Addio a Paolo Cavagnoli, il trascinatore

Paolo Cavagnoli mentre dialoga con Arturo Caumo, una delle tante persone di cui si era preso cura nella sua vita (foto Gianni Zotta)

“Sa fente?”, ovvero “cosa facciamo?”, era una domanda frequente nell’intercalare di Paolo Cavagnoli, l’ex dirigente provinciale, fondatore di APPM , Associazione Provinciale per i minori, morto ieri a Trento a 84 anni.
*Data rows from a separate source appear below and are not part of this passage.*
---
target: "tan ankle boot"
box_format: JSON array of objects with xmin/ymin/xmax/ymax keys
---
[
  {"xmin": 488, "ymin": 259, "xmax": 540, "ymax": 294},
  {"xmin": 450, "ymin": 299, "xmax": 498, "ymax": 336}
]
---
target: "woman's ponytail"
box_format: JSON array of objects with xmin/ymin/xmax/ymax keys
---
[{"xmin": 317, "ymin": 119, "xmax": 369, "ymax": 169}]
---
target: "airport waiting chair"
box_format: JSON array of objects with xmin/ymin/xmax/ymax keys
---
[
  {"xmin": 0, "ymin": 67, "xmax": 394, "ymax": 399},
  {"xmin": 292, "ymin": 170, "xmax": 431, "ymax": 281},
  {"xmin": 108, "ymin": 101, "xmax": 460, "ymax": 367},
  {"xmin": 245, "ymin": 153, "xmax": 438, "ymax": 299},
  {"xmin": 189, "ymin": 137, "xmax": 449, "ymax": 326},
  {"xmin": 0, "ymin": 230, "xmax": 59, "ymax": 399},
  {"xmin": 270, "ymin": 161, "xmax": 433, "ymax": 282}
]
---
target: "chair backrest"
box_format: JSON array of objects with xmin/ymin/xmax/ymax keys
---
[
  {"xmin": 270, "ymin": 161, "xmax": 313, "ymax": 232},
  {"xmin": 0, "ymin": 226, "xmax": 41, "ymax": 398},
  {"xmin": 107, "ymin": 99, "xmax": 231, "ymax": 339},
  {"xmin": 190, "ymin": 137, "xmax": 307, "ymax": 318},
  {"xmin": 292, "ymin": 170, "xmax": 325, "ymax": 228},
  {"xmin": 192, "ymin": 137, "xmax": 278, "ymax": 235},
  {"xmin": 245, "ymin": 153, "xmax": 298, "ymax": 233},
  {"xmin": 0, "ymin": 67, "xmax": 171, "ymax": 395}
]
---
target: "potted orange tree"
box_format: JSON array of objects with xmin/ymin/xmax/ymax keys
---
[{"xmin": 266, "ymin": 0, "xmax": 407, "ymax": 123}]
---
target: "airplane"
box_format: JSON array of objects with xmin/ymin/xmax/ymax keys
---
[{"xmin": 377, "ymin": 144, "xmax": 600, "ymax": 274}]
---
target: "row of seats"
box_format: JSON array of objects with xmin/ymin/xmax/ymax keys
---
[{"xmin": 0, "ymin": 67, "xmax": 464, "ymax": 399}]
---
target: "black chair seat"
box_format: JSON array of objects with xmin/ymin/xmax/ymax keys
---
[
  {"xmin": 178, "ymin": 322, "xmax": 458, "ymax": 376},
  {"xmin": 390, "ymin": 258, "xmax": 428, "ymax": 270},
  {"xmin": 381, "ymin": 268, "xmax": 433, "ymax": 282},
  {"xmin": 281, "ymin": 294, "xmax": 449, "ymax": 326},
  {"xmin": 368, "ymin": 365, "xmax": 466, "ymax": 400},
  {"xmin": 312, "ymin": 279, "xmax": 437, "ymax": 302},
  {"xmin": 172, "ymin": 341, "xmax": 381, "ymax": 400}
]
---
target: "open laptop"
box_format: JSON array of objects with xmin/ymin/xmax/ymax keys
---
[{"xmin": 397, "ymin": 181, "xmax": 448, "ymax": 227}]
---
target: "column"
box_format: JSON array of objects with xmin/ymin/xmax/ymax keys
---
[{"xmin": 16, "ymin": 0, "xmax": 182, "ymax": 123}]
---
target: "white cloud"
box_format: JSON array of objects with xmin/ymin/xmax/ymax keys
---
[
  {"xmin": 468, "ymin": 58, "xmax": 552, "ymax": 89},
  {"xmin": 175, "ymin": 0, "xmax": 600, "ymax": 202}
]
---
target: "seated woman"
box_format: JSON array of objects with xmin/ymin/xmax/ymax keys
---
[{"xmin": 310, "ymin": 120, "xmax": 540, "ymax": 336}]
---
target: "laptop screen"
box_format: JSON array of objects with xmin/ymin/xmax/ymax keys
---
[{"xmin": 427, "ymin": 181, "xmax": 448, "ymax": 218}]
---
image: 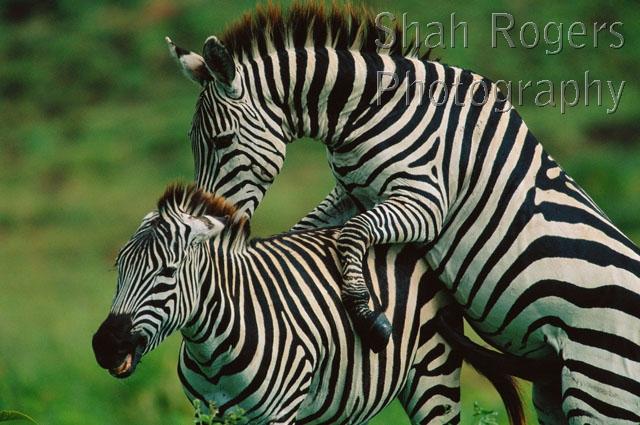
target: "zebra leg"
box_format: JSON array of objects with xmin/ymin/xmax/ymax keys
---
[
  {"xmin": 338, "ymin": 196, "xmax": 441, "ymax": 352},
  {"xmin": 562, "ymin": 360, "xmax": 640, "ymax": 425},
  {"xmin": 533, "ymin": 377, "xmax": 566, "ymax": 425},
  {"xmin": 291, "ymin": 185, "xmax": 358, "ymax": 231},
  {"xmin": 398, "ymin": 302, "xmax": 462, "ymax": 425}
]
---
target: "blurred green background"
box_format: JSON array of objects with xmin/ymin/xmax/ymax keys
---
[{"xmin": 0, "ymin": 0, "xmax": 640, "ymax": 424}]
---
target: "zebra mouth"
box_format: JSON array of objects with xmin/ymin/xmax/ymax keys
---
[{"xmin": 109, "ymin": 345, "xmax": 144, "ymax": 379}]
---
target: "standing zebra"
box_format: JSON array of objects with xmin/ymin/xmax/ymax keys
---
[
  {"xmin": 93, "ymin": 185, "xmax": 522, "ymax": 424},
  {"xmin": 170, "ymin": 3, "xmax": 640, "ymax": 425}
]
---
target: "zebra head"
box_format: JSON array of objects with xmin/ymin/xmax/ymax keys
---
[
  {"xmin": 93, "ymin": 185, "xmax": 230, "ymax": 378},
  {"xmin": 166, "ymin": 36, "xmax": 286, "ymax": 216}
]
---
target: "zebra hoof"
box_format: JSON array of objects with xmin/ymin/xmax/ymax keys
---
[{"xmin": 363, "ymin": 313, "xmax": 393, "ymax": 353}]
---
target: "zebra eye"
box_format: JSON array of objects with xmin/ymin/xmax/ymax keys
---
[
  {"xmin": 213, "ymin": 133, "xmax": 236, "ymax": 149},
  {"xmin": 158, "ymin": 267, "xmax": 177, "ymax": 277}
]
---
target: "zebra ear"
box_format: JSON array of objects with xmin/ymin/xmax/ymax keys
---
[
  {"xmin": 164, "ymin": 37, "xmax": 213, "ymax": 86},
  {"xmin": 185, "ymin": 215, "xmax": 227, "ymax": 245},
  {"xmin": 202, "ymin": 35, "xmax": 240, "ymax": 92}
]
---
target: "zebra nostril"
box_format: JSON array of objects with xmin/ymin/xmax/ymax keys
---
[{"xmin": 91, "ymin": 314, "xmax": 135, "ymax": 369}]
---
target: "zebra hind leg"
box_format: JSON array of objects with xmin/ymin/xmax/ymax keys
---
[
  {"xmin": 398, "ymin": 310, "xmax": 462, "ymax": 425},
  {"xmin": 533, "ymin": 377, "xmax": 566, "ymax": 425},
  {"xmin": 342, "ymin": 275, "xmax": 393, "ymax": 353}
]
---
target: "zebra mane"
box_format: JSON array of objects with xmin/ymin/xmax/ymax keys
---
[
  {"xmin": 158, "ymin": 183, "xmax": 246, "ymax": 228},
  {"xmin": 220, "ymin": 0, "xmax": 430, "ymax": 60}
]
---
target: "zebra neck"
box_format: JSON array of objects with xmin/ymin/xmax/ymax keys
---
[
  {"xmin": 182, "ymin": 247, "xmax": 251, "ymax": 369},
  {"xmin": 255, "ymin": 47, "xmax": 424, "ymax": 148}
]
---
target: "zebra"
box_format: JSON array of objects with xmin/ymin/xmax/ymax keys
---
[
  {"xmin": 93, "ymin": 184, "xmax": 523, "ymax": 424},
  {"xmin": 164, "ymin": 2, "xmax": 640, "ymax": 424}
]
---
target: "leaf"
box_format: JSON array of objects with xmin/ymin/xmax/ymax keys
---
[{"xmin": 0, "ymin": 410, "xmax": 37, "ymax": 424}]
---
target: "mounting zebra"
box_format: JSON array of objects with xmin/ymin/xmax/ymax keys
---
[
  {"xmin": 165, "ymin": 3, "xmax": 640, "ymax": 424},
  {"xmin": 93, "ymin": 185, "xmax": 523, "ymax": 424}
]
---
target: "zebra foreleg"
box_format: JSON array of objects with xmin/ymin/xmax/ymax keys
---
[
  {"xmin": 291, "ymin": 185, "xmax": 358, "ymax": 231},
  {"xmin": 338, "ymin": 196, "xmax": 440, "ymax": 352}
]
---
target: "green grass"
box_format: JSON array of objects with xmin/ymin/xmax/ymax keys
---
[{"xmin": 0, "ymin": 0, "xmax": 640, "ymax": 425}]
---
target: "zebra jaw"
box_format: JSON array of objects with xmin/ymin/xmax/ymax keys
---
[{"xmin": 109, "ymin": 345, "xmax": 144, "ymax": 379}]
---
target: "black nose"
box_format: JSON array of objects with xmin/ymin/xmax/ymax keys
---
[{"xmin": 92, "ymin": 314, "xmax": 138, "ymax": 369}]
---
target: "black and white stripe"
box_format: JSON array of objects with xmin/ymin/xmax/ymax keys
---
[
  {"xmin": 97, "ymin": 186, "xmax": 498, "ymax": 424},
  {"xmin": 168, "ymin": 5, "xmax": 640, "ymax": 424}
]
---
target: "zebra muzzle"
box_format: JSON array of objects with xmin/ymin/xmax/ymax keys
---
[{"xmin": 92, "ymin": 315, "xmax": 146, "ymax": 378}]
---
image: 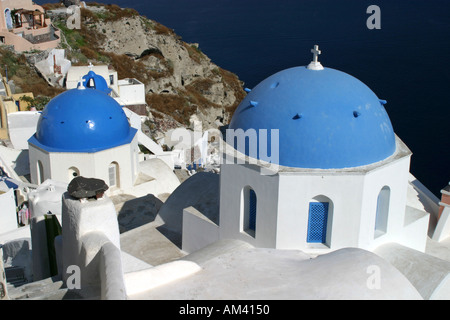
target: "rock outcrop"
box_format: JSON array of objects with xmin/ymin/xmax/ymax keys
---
[{"xmin": 51, "ymin": 5, "xmax": 245, "ymax": 134}]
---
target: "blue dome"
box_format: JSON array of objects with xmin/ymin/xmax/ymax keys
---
[
  {"xmin": 228, "ymin": 67, "xmax": 396, "ymax": 169},
  {"xmin": 28, "ymin": 89, "xmax": 137, "ymax": 152},
  {"xmin": 78, "ymin": 71, "xmax": 112, "ymax": 94}
]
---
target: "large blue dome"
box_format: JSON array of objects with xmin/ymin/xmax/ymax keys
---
[
  {"xmin": 228, "ymin": 67, "xmax": 396, "ymax": 169},
  {"xmin": 29, "ymin": 89, "xmax": 136, "ymax": 152}
]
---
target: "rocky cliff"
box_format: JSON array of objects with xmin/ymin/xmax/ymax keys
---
[{"xmin": 47, "ymin": 3, "xmax": 245, "ymax": 138}]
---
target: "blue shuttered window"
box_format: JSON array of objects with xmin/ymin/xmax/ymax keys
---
[
  {"xmin": 307, "ymin": 202, "xmax": 329, "ymax": 243},
  {"xmin": 248, "ymin": 189, "xmax": 256, "ymax": 231}
]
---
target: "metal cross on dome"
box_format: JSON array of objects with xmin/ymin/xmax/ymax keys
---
[
  {"xmin": 308, "ymin": 44, "xmax": 323, "ymax": 70},
  {"xmin": 311, "ymin": 44, "xmax": 322, "ymax": 63}
]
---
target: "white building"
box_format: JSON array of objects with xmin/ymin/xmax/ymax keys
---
[
  {"xmin": 28, "ymin": 71, "xmax": 179, "ymax": 195},
  {"xmin": 66, "ymin": 65, "xmax": 119, "ymax": 92},
  {"xmin": 179, "ymin": 47, "xmax": 430, "ymax": 254}
]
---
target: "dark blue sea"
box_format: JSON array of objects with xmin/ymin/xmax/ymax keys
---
[{"xmin": 35, "ymin": 0, "xmax": 450, "ymax": 198}]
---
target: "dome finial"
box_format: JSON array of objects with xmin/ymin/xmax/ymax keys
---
[
  {"xmin": 308, "ymin": 45, "xmax": 323, "ymax": 70},
  {"xmin": 77, "ymin": 76, "xmax": 86, "ymax": 90}
]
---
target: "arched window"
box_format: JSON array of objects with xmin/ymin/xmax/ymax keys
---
[
  {"xmin": 375, "ymin": 186, "xmax": 391, "ymax": 238},
  {"xmin": 242, "ymin": 186, "xmax": 258, "ymax": 237},
  {"xmin": 108, "ymin": 162, "xmax": 120, "ymax": 188},
  {"xmin": 37, "ymin": 160, "xmax": 45, "ymax": 184},
  {"xmin": 5, "ymin": 9, "xmax": 13, "ymax": 29},
  {"xmin": 68, "ymin": 167, "xmax": 80, "ymax": 182},
  {"xmin": 307, "ymin": 196, "xmax": 333, "ymax": 244}
]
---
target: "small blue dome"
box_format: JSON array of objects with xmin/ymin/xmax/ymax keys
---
[
  {"xmin": 28, "ymin": 89, "xmax": 137, "ymax": 152},
  {"xmin": 78, "ymin": 70, "xmax": 112, "ymax": 94},
  {"xmin": 228, "ymin": 67, "xmax": 396, "ymax": 169}
]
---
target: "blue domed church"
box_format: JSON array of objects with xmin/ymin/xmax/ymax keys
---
[
  {"xmin": 183, "ymin": 47, "xmax": 429, "ymax": 254},
  {"xmin": 28, "ymin": 71, "xmax": 139, "ymax": 194}
]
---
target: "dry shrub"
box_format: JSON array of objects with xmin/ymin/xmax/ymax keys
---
[
  {"xmin": 146, "ymin": 93, "xmax": 193, "ymax": 125},
  {"xmin": 154, "ymin": 22, "xmax": 174, "ymax": 35},
  {"xmin": 80, "ymin": 46, "xmax": 98, "ymax": 59}
]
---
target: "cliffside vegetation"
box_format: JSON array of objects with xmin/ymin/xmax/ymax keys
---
[{"xmin": 0, "ymin": 2, "xmax": 245, "ymax": 126}]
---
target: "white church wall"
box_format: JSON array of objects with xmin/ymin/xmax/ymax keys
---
[
  {"xmin": 0, "ymin": 189, "xmax": 18, "ymax": 234},
  {"xmin": 28, "ymin": 144, "xmax": 51, "ymax": 185},
  {"xmin": 276, "ymin": 171, "xmax": 363, "ymax": 253},
  {"xmin": 432, "ymin": 207, "xmax": 450, "ymax": 242},
  {"xmin": 30, "ymin": 137, "xmax": 138, "ymax": 194},
  {"xmin": 182, "ymin": 207, "xmax": 219, "ymax": 253},
  {"xmin": 220, "ymin": 164, "xmax": 279, "ymax": 248},
  {"xmin": 8, "ymin": 111, "xmax": 41, "ymax": 150},
  {"xmin": 62, "ymin": 192, "xmax": 121, "ymax": 285},
  {"xmin": 358, "ymin": 156, "xmax": 416, "ymax": 250}
]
In quella frase c’era tutto il suo spirito d’iniziativa e la sua passione rivolta ai problemi sociali, coltivata con gli studi di assistente sociale a Padova  e nutrita di una solida formazione negli ambienti cattolici.

E’ stato un indimenticabile dirigente dei servizi sociali della Provincia, dedicato per molti anni a programmare gli interventi per i ragazzi orfani e le famiglie in difficoltà, ma aveva poi riversato la sua sensibilità di “operatore sociale” – come amava definirsi – nel volontariato fondando insieme a Umberto Fumai l’APPM che ha guidato per 40 anni e alla quale è rimasto vicino come “past president”, collaborando con le sue doti di entusiasta trascinatore. Sapeva motivare e incoraggiare i collaboratori, indicava le scelte future. Non si fermava di fronte alle difficoltà anche burocratiche e, con spirito propositivo, cercava pragmaticamente di risolverle tenendo presente il bene delle persone coinvolte.

Essendosi preso cura di molti ragazzi e bambini, si sentiva “nonno di una grande famiglia”, come aveva confidato qualche anno fa a Piergiorgio Franceschini in una commovente intervista per radio Trentino inBlu, ripresa anche dal nostro settimanale: “Ho sempre insistito – spiegava – per avere piccoli gruppi-famiglia, ne avevo già fatto esperienza. A diciott’anni per guadagnare qualcosa andavo a fare l’assistente in estate alla Piccola Opera di Levico, una casa di rieducazione. Lì con don Giulio Ziglio abbiamo accolto i primi ragazzi, i famosi “sciuscià” di Trento che la Questura raccoglieva sulle strade nel dopoguerra”. I libri scritti da Cavagnoli sul suo passato di operatore sociale – anche dentro l’Ordine degli assistenti sociali – restano come una documentazione e una narrazione interessante per chi studia l’evoluzione del Trentino.

Aveva riversato questa sua sensibilità  anche  nel servizio alla politica, prima come consigliere comunale a Trento e poi come vicepresidente del Comprensorio: “Sono nato e morirò democristiano”, scherzava, segnalando però anche l’umiltà, la concretezza e la dimensione popolare di una certa politica del passato. Personaggio eclettico, fu apprezzato in varie comunità che gli diedero la cittadinanza onoraria come il Vanoi (dove fu come soccorritore ai tempi dell’alluvione del 1966), Roverè della Luna e Levico.

Un capitolo della sua vita è legato anche al giornalismo, quando l’editore Demarchi gli affidò la direzione responsabile di RTTR ed egli seppe trascinare un bel gruppo di giovani giornalisti, ora affermati, che lo ricordano tutti con gratitudine. Era attivo nell’UCSI, consigliere prezioso nel direttivo di Strenna Trentina e negli ultimi anni scriveva anche articoli e lettere per il nostro settimanale che si impegnava a diffondere con lo spirito di un vero “fiduciario”. Anche Vita Trentina gli deve riconoscenza, mentre esprime vicinanza alla famiglia.

I funerali sono previsti sabato a Cognola.